Integration und Mediation organisieren
Die Integration und Mediation sind der Kern eines digitalen Ökosystems. Sie haben sehr viel Gewicht und tragen Entscheidendes zum Funktionieren bei. Dieses Gewicht muss sich auch in organisatorischen Strukturen wiederfinden. Diese Strukturen müssen dem Unternehmen und seiner Größe angemessen sein. Je nach Größe des Unternehmens und den Zonen des digitalen Ökosystems könnte zum Beispiel ein Integrationsteam für das komplette Ökosystem zuständig sein, oder auch nur für eine Zone. Dazwischen gibt es beliebige Abstufungen - wichtig ist jedoch, dass jemand (eine Person, ein Team, eine Abteilung, …) explizit die Verantwortung für Integration und Mediation im Ökosystem bzw. innerhalb einer Zone hat. Ist das langfristig nicht der Fall, wird das digitale Ökosystem in einzelne Inseln oder Königreiche zerfallen, die nicht mehr effizient miteinander sprechen können.
Unternehmensstrukturen akzeptieren
„Organisationen, die Systeme entwerfen, […] sind gezwungen, Entwürfe zu erstellen, die die Kommunikationsstrukturen dieser Organisationen abbilden.“
– Melvin E. Conway
Das
Gesetz von Conway bewahrheitet sich so oft wie seine Realität ignoriert wird. Dem Aufbau eines digitalen Ökosystems müssen die Strukturen innerhalb eines Unternehmens folgen. Dafür gibt es 2 Möglichkeiten: Entweder der Schnitt der Zonen wird analog zu den (hierarchischen) Strukturen im Unternehmen vollzogen oder die hierarchischen Strukturen werden dem Schnitt des digitalen Ökosystems angepasst. Was der richtige Weg ist, variiert in jedem Unternehmen. Wichtig ist aber auch hier: Die beiden Schnitte müssen übereinstimmen! Ansonsten passiert das gleiche wie bei der vorherigen Herausforderung: Das digitale Ökosystem ist nicht erfolgreich und wird zerfallen.
Integrationsarchitektur finden
Der wesentliche Unterschied zwischen einem Digitalen Ökosystem und anderen Organisationsformen verteilter Systeme ist die Integrationsarchitektur und die daraus resultierenden Integrationsmuster. Um hier die richtige Entscheidung zu treffen, muss sich ein Architekt das Kommunikationsverhalten von Anwendungen in seiner Zone genau ansehen und geeignete Protokolle und Technologien wählen.

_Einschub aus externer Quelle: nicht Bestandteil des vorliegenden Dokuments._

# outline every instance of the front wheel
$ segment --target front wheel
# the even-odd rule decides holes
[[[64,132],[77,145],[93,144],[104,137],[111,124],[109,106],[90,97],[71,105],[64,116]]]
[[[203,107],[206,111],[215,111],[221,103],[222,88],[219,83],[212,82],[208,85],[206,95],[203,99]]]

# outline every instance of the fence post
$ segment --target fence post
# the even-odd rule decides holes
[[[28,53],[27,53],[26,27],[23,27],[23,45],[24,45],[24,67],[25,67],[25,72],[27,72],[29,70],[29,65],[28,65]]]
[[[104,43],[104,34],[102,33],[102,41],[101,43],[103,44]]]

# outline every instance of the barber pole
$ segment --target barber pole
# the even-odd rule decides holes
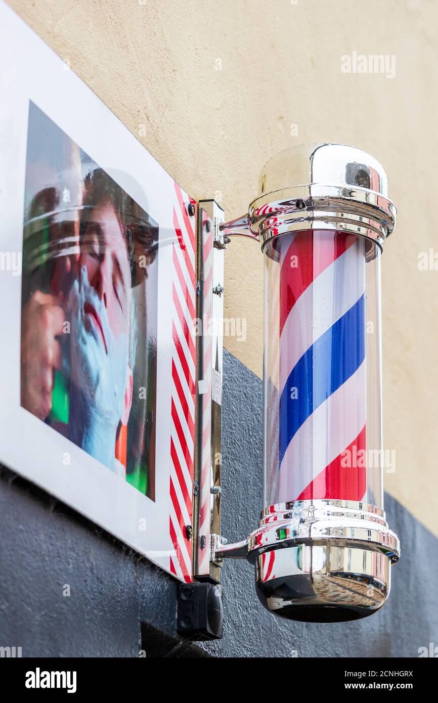
[[[356,460],[366,436],[364,241],[307,231],[279,237],[277,248],[279,475],[271,503],[366,501],[366,467]]]
[[[382,463],[380,256],[395,207],[380,164],[341,144],[277,154],[259,193],[223,231],[264,253],[265,507],[214,557],[255,564],[261,602],[282,617],[366,617],[399,556]]]

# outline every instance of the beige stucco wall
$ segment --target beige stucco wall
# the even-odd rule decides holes
[[[384,164],[399,208],[383,257],[385,439],[397,453],[386,486],[438,534],[438,271],[417,266],[438,249],[438,3],[9,4],[191,195],[221,199],[227,219],[257,194],[266,159],[300,142],[353,144]],[[341,56],[354,51],[395,55],[395,77],[342,73]],[[226,346],[261,375],[262,256],[238,240],[226,257],[226,316],[247,321],[246,342]]]

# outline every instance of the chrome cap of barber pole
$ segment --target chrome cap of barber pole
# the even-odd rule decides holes
[[[259,600],[276,615],[306,622],[342,622],[371,615],[390,590],[400,555],[385,512],[350,501],[308,500],[270,505],[247,539],[222,544],[212,558],[255,565]]]
[[[221,226],[262,245],[285,232],[335,229],[366,237],[382,248],[395,226],[383,167],[343,144],[302,144],[276,154],[260,174],[260,195],[247,214]]]

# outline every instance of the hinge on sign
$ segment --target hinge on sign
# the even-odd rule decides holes
[[[222,537],[220,534],[210,535],[210,562],[212,564],[216,565],[217,567],[222,566],[224,560],[220,555],[216,553],[219,547],[224,544],[226,544],[225,537]]]
[[[219,228],[221,221],[219,217],[213,217],[213,246],[217,249],[226,249],[226,245],[229,242],[228,238]]]

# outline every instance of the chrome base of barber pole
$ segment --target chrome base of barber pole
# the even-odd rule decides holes
[[[212,540],[215,563],[228,557],[255,565],[256,591],[268,610],[307,622],[354,620],[378,610],[399,555],[383,511],[346,501],[271,505],[247,539]]]

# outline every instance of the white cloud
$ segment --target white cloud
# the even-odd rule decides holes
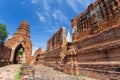
[[[62,12],[61,10],[54,10],[52,16],[55,20],[58,20],[60,22],[68,22],[67,16],[65,16],[64,12]]]
[[[79,12],[78,7],[77,7],[77,3],[76,0],[67,0],[67,3],[71,6],[71,8],[75,11],[75,12]]]
[[[76,13],[79,13],[81,8],[80,5],[87,8],[90,5],[90,3],[94,2],[95,0],[66,0],[66,1]]]
[[[31,0],[31,3],[36,4],[38,0]]]
[[[7,37],[6,41],[7,41],[8,39],[10,39],[11,37],[12,37],[11,35],[8,35],[8,37]]]
[[[43,6],[46,11],[50,10],[50,0],[43,0]]]
[[[40,12],[36,12],[36,14],[37,14],[40,22],[45,22],[45,21],[46,21],[46,20],[45,20],[45,17],[44,17]]]

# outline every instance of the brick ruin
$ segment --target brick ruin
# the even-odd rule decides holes
[[[30,40],[30,27],[28,22],[23,21],[20,24],[13,37],[7,40],[6,46],[11,49],[11,63],[31,62],[32,43]],[[17,55],[20,49],[23,50],[23,54]]]
[[[43,64],[68,74],[119,80],[120,0],[97,0],[71,23],[73,41],[66,42],[65,28],[58,30],[47,42]]]
[[[0,43],[0,67],[9,63],[11,49]]]

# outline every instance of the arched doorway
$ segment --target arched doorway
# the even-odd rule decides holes
[[[23,53],[24,53],[24,48],[23,48],[22,44],[19,44],[17,46],[17,48],[15,49],[13,64],[22,63]]]

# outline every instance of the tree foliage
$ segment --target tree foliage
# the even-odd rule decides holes
[[[7,37],[8,37],[8,31],[6,29],[6,25],[0,23],[0,43],[4,44]]]

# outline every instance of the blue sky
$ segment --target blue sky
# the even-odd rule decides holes
[[[13,36],[22,20],[31,29],[33,52],[46,49],[47,40],[61,27],[71,32],[71,19],[95,0],[0,0],[0,22]]]

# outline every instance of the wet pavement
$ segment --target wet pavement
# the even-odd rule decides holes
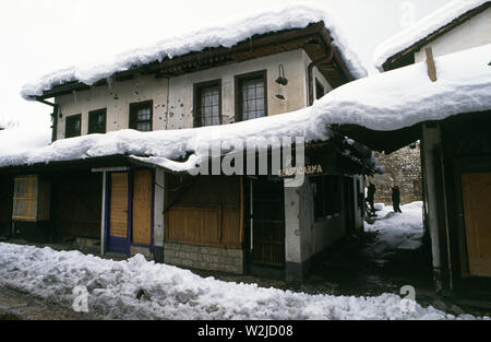
[[[475,316],[491,316],[489,309],[457,306],[452,299],[444,298],[434,292],[430,267],[431,255],[424,244],[414,250],[395,249],[384,253],[382,258],[368,252],[375,244],[376,236],[378,233],[364,233],[331,248],[328,252],[315,258],[310,275],[302,283],[213,271],[192,271],[204,278],[214,276],[223,281],[336,296],[400,294],[403,286],[410,285],[416,291],[416,300],[423,307],[431,305],[453,315],[466,312]],[[50,247],[58,250],[64,249],[63,246]],[[83,250],[83,252],[89,251]],[[0,286],[1,319],[85,320],[96,318]]]

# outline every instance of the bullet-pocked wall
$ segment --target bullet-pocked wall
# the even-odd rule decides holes
[[[256,58],[239,63],[212,68],[171,79],[156,79],[153,75],[139,75],[129,81],[110,82],[83,92],[74,92],[57,97],[61,117],[58,119],[58,137],[65,138],[65,119],[82,115],[81,134],[87,134],[88,113],[107,109],[106,131],[129,128],[130,104],[153,101],[153,130],[192,128],[194,84],[220,80],[223,123],[235,122],[236,89],[235,78],[255,71],[267,74],[267,115],[277,115],[304,108],[308,105],[307,67],[311,62],[302,49]],[[276,83],[279,64],[284,67],[288,84]],[[328,92],[332,87],[316,68],[318,80]],[[315,84],[315,83],[314,83]],[[314,86],[315,90],[315,86]],[[285,99],[276,95],[282,92]]]

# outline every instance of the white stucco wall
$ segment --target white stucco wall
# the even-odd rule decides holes
[[[111,86],[97,86],[56,98],[62,117],[58,119],[58,139],[64,138],[65,118],[82,114],[82,134],[87,133],[88,113],[107,108],[107,131],[128,129],[130,104],[152,99],[154,102],[154,130],[193,127],[193,85],[221,80],[223,122],[235,121],[235,76],[266,70],[267,110],[277,115],[303,108],[308,104],[307,67],[311,62],[304,50],[276,54],[240,63],[217,67],[171,79],[136,75],[134,80],[113,82]],[[278,99],[279,64],[284,66],[288,85],[283,87],[285,101]],[[325,92],[332,90],[316,68],[313,70]],[[315,87],[314,87],[315,90]],[[117,94],[117,98],[115,98]]]
[[[481,45],[491,44],[491,9],[479,13],[445,35],[431,42],[434,57],[463,51]],[[426,60],[424,46],[415,54],[415,61]]]
[[[107,108],[106,130],[128,129],[130,104],[152,99],[154,102],[154,130],[165,129],[168,80],[152,75],[116,82],[109,86],[96,86],[88,91],[57,97],[62,118],[58,119],[58,139],[64,138],[65,119],[82,114],[82,135],[87,134],[88,113]],[[115,99],[115,94],[118,99]]]

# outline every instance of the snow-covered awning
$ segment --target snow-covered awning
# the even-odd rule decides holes
[[[182,172],[200,164],[203,146],[213,143],[256,140],[261,144],[283,137],[303,137],[311,143],[335,137],[333,126],[391,132],[491,110],[491,45],[436,58],[435,64],[436,82],[430,81],[426,63],[417,63],[348,83],[309,108],[232,125],[145,133],[122,130],[64,139],[22,153],[5,148],[0,150],[0,167],[130,155]]]
[[[491,0],[454,0],[450,2],[379,45],[374,52],[375,68],[381,72],[387,70],[384,66],[391,59],[396,59],[399,55],[404,57],[414,54],[412,50],[428,44],[429,37],[432,40],[462,24],[465,19],[489,8],[491,8]]]
[[[240,42],[251,39],[255,35],[304,28],[310,24],[324,23],[333,39],[333,45],[340,52],[340,58],[352,78],[367,75],[367,70],[345,42],[338,25],[325,10],[325,5],[313,7],[296,4],[274,11],[260,12],[256,15],[229,23],[225,26],[207,27],[181,36],[168,38],[153,46],[146,46],[117,55],[106,62],[74,66],[47,74],[39,80],[24,85],[21,95],[26,99],[41,96],[44,92],[70,83],[94,85],[116,73],[133,70],[153,62],[176,59],[190,52],[199,52],[208,48],[231,48]]]

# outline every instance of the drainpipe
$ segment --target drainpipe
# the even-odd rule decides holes
[[[60,106],[57,104],[52,104],[50,102],[47,102],[40,97],[36,97],[35,98],[36,102],[47,105],[47,106],[51,106],[52,107],[52,114],[51,114],[51,118],[52,118],[52,133],[51,133],[51,143],[55,142],[57,140],[57,133],[58,133],[58,113],[60,111]]]
[[[308,75],[309,75],[309,107],[313,105],[314,102],[314,87],[313,87],[313,68],[318,67],[322,63],[328,62],[334,57],[334,47],[330,45],[330,54],[326,57],[318,59],[311,62],[308,67]]]

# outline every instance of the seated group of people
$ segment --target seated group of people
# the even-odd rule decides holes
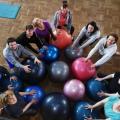
[[[56,29],[64,29],[68,32],[68,34],[71,34],[71,36],[73,35],[74,27],[72,25],[72,14],[68,8],[68,3],[66,0],[63,0],[62,7],[55,13],[54,27]],[[46,45],[50,44],[51,40],[56,40],[56,36],[53,34],[50,24],[47,21],[39,18],[34,18],[32,24],[27,25],[26,30],[17,38],[8,38],[6,47],[3,50],[3,55],[9,65],[11,72],[14,73],[16,68],[23,69],[25,72],[30,72],[31,69],[29,68],[29,65],[23,65],[21,61],[24,57],[26,57],[34,60],[35,63],[39,64],[41,61],[36,57],[36,55],[34,55],[34,53],[40,54],[38,51],[42,47],[45,47],[47,49]],[[98,41],[97,44],[89,52],[85,60],[87,61],[88,59],[90,59],[97,51],[99,51],[102,57],[91,66],[92,68],[103,65],[108,60],[110,60],[114,54],[116,54],[116,43],[118,41],[118,36],[117,34],[112,33],[107,36],[101,37],[98,25],[96,24],[96,22],[91,21],[82,28],[78,37],[73,40],[71,46],[73,47],[73,49],[77,48],[78,50],[80,50],[88,47],[95,41]],[[31,45],[31,43],[35,43],[37,48],[35,49]],[[30,52],[28,49],[30,49],[32,52]],[[104,80],[108,78],[113,78],[110,85],[111,87],[113,87],[114,85],[114,87],[111,92],[120,93],[120,73],[114,73],[104,78],[97,78],[97,80]],[[30,108],[30,106],[36,101],[32,100],[25,105],[21,96],[24,94],[34,93],[35,91],[31,91],[30,93],[16,93],[11,90],[7,90],[0,95],[0,104],[2,104],[0,112],[3,109],[6,109],[12,116],[19,116],[22,113],[25,113],[28,108]],[[106,93],[106,95],[109,94]],[[110,120],[119,120],[118,118],[120,118],[120,99],[118,94],[113,95],[113,97],[106,98],[93,106],[87,106],[87,108],[93,109],[104,103],[106,117],[109,118],[111,115]]]

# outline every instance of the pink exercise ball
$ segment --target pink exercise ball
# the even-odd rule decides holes
[[[85,86],[81,81],[73,79],[66,82],[63,91],[68,98],[72,100],[80,100],[84,97]]]
[[[72,72],[77,79],[85,82],[96,74],[96,69],[91,68],[91,60],[85,61],[85,58],[78,58],[72,63]]]

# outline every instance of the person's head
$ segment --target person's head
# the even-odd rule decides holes
[[[90,32],[90,33],[96,32],[96,31],[98,30],[98,27],[97,27],[97,25],[96,25],[96,22],[94,22],[94,21],[89,22],[89,23],[86,25],[86,29],[87,29],[87,31]]]
[[[13,37],[10,37],[7,39],[7,44],[9,46],[9,48],[16,50],[17,48],[17,43],[16,43],[16,39]]]
[[[7,104],[14,103],[17,101],[17,98],[12,90],[5,91],[5,94],[6,94],[5,98]]]
[[[32,23],[33,23],[34,27],[41,27],[41,26],[43,26],[43,20],[40,19],[40,18],[34,18]]]
[[[26,25],[26,35],[29,37],[33,36],[34,27],[33,25]]]
[[[112,33],[112,34],[109,34],[109,35],[107,36],[106,44],[107,44],[107,46],[110,46],[110,45],[112,45],[112,44],[115,44],[117,41],[118,41],[118,36],[117,36],[117,34]]]

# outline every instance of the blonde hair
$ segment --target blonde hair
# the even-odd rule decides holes
[[[8,103],[8,96],[13,94],[14,92],[12,90],[7,90],[4,93],[0,94],[0,108]]]
[[[39,21],[42,21],[40,18],[34,18],[32,24],[34,27],[39,27]]]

Es kann auch eine Lösung sein, von der Integrationsarchitektur her zu denken. Das wird Anpassungsaufwände an den Anwendungen nach sich ziehen - was bedacht werden muss.
Wird die Integrationsarchitektur bei der Planung eines digitalen Ökosystems nicht ausreichend berücksichtigt, wird ein babylonisches Sprachwirrwarr entstehen und die Kommunikation zwischen Anwendungen und Zonen wird von Missverständnissen und fehlgeschlagenen Projekten begleitet werden.
Alte Systeme integrieren
Ältere Systeme, die noch nicht auf einer 3-Schicht-Architektur basieren, wie Monolithen oder Client-Server-Systeme, lassen sich nicht ohne weiteres in ein digitales Ökosystem integrieren, weil sie die erforderlichen Schnittstellen nicht bieten.

Hier liegt die Herausforderung darin, eine Möglichkeit zu finden, den “Monolithen anzuschneiden”. Idealerweise macht man das irgendwo in der Logikschicht - sofern der Monolith eine hat. Wenn es irgendwie vermeidbar ist, sollte man nicht direkt auf die Datenbasis in der Persistenzschicht eines Monolithen zugreifen, weil durch die monolithische Kopplung Logik und Persistenz oftmals stark gebunden sind. “Den Monolithen aufschneiden” schreibt sich hier zwar einfach - in der Wirklichkeit ist das jedoch eine sehr komplexe Aufgabe, die von den zuständigen Architekten einiges an Fingerspitzengefühl erfordert.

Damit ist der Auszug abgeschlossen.